Monday, February 22, 2010

Food, INC. Blog 3 Pages 183-218

The author of the "Declare Your Independence" chapter did a good job at catching my attention and making me want to read on. His idea to stop the problems in the food industry and return to more natural food selections is to completely opt out of the way we make and eat or foods. His last sentence of the first paragraph on page 184 does a good job at grabbing the reader in. He says "...it's actually the most realistic and effective approach to transforming a system that is slowly but surely killing us." (Page 184). This gives a pull at the reader's emotions and makes you think, maybe the way that I am eating and what I am buying is actually killing us. He goes on later listing an array of things that we are letting our food industries take part in. The last bullet at the bottom of page 189 is a good example of another emotional affect on the reader. It reads: "Things that end in "cide" (Latin for death)." (Page 189). We are eating foods that have been treated in pesticides and such, and we think sure its killing the dangerous pests and insects that can affect the food, but what is doing to us?

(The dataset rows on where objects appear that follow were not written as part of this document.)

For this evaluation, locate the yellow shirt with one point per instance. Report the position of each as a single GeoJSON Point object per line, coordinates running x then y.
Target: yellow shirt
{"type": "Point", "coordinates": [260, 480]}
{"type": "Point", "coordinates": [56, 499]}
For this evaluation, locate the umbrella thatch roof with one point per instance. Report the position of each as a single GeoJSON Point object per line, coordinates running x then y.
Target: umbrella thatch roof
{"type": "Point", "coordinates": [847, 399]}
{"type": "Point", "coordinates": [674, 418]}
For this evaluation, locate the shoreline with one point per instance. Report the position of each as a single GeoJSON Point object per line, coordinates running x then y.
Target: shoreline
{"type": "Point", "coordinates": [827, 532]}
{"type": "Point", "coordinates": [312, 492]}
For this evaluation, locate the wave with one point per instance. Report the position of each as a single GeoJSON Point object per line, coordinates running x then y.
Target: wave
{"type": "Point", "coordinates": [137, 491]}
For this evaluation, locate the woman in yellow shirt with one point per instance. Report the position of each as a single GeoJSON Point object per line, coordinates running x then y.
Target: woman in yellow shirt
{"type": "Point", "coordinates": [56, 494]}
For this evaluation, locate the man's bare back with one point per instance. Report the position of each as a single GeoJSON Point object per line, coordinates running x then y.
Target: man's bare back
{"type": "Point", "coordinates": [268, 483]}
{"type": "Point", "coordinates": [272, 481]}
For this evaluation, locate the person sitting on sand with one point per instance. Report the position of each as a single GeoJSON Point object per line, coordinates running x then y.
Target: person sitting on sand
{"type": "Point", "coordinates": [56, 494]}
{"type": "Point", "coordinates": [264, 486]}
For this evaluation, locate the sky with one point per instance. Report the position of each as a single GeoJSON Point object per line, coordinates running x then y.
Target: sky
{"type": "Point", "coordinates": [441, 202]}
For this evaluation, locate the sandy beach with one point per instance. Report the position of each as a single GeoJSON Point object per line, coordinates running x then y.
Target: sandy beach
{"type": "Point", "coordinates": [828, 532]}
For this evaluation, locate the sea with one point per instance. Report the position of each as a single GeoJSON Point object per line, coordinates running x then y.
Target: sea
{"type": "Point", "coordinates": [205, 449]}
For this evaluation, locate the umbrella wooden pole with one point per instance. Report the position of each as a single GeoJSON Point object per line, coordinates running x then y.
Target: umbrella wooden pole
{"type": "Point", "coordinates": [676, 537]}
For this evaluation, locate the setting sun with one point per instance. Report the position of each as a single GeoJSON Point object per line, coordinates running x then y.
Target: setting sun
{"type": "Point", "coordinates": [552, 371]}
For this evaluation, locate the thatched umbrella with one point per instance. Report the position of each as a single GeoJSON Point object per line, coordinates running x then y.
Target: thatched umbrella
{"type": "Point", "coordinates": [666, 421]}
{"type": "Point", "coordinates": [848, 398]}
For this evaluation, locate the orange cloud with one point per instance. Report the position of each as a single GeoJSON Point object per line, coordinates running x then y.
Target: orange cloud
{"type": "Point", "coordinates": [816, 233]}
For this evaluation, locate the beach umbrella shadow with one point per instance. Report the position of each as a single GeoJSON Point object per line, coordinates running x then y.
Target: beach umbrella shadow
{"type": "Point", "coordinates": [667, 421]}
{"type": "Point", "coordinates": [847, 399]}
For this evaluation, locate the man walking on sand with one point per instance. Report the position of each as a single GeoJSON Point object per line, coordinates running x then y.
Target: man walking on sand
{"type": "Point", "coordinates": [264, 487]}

Salatin is a credible source in my mind for this reading because he is a farmer himself. He provides for more than 1,500 families, ten retail outlets, and thirty restaurants. It's a very well written chapter I believe, and that is expected I think because he also has a degree in English and has had several other articles and six books published. He also gives many different suggestions at what we can do throughout the chapter like buying local products, cooking ourselves, planting a garden, or buying what's in season. The problem is having a garden is just not a possibility at all for me, I know I do not always buy in season (which I can change), and buying non-local products are sometimes just the easier way to go for a college student. I do cook for myself, but things that I'm cooking are not exactly what this book would agree with. I'm not sure how much my eating habits will actually change, if at all, after this book.